The researchers determined that their eggs consisted of a thin, calcium carbonate shell covering a soft, thick membrane that surrounded the developing pterosaur.
"This makes pterosaur eggs similar to that of the 'soft' eggs of some modern snakes," Wang said, explaining that the eggs therefore had to be laid "in a moist environment, because the eggs needed water from the outside."
The snake similarity makes sense, given that pterosaurs were reptiles and would have been distantly related. Although pterosaurs had wings and could fly, they did not give rise to birds. All pterosaurs went extinct at the end of the Cretaceous, when non-avian dinosaurs and many other animals also died out.
It's even possible that pterosaurs and the earliest birds were archenemies.
Scientists at the University of Chicago and the Field Museum recently found that there was a striking lack of diversity among the earliest known birds.
"There were no swans, no swallows, no herons, nothing like that," lead author Jonathan Mitchell said. "They were pretty much all between a sparrow and a crow."
One feasible explanation is that the literal early birds continuously had to compete with pterosaurs.

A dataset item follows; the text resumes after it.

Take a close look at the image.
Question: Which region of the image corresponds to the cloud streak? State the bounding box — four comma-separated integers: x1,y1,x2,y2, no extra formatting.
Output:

Another is that birds were simply newer to the scene and hadn't had time yet to diversify. In the long run, however, birds won out, surviving the mass extinction that did in pterosaurs.

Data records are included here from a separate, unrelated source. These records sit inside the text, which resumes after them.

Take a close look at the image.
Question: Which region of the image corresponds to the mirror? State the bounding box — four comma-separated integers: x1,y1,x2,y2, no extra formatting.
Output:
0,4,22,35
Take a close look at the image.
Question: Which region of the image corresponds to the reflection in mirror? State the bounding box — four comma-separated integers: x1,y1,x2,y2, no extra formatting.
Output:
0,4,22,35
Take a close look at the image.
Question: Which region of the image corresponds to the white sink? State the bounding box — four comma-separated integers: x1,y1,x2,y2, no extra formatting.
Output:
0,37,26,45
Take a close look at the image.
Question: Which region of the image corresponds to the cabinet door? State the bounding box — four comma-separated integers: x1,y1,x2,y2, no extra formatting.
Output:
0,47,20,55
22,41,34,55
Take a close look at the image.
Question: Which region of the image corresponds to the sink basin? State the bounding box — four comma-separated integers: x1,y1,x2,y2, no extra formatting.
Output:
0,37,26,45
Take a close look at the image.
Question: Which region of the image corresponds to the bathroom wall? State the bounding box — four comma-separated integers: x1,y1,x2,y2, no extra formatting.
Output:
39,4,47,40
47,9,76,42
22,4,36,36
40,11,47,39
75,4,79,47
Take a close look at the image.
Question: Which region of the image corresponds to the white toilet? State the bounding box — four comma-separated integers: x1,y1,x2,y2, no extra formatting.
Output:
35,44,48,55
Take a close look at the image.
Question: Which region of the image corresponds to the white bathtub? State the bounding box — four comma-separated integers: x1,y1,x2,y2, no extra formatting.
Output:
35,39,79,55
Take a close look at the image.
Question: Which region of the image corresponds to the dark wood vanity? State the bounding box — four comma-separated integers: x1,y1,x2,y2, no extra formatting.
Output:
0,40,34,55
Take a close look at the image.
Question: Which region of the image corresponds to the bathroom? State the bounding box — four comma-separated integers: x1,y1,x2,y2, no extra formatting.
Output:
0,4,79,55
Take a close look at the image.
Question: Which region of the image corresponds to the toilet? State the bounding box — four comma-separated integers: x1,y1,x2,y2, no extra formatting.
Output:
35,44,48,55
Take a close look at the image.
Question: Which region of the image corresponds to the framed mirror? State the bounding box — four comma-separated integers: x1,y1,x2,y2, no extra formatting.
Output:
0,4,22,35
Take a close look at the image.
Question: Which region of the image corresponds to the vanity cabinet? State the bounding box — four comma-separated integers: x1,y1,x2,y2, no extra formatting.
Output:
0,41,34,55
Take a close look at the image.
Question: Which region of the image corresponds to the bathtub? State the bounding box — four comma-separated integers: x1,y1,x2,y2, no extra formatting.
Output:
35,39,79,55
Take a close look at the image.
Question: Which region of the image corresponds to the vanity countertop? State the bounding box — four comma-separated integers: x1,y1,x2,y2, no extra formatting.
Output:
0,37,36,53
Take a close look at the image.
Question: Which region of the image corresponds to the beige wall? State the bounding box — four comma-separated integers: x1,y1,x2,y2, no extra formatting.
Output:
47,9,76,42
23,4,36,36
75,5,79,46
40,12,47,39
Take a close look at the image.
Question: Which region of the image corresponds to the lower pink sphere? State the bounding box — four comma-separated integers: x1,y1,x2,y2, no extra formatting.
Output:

The eccentric and social flying reptiles may be long gone, but their lifestyle and looks still make quite an impression. They are, for example, the subject of a huge exhibition featured now through early 2015 at the American Museum of Natural History.
As American Museum of Natural History spokesperson Kendra Snyder told Discovery News, "Pterosaurs were winged reptiles that flew with their fingers, walked on their wings, and ranged from the size of a sparrow to that of an F-16 fighter jet."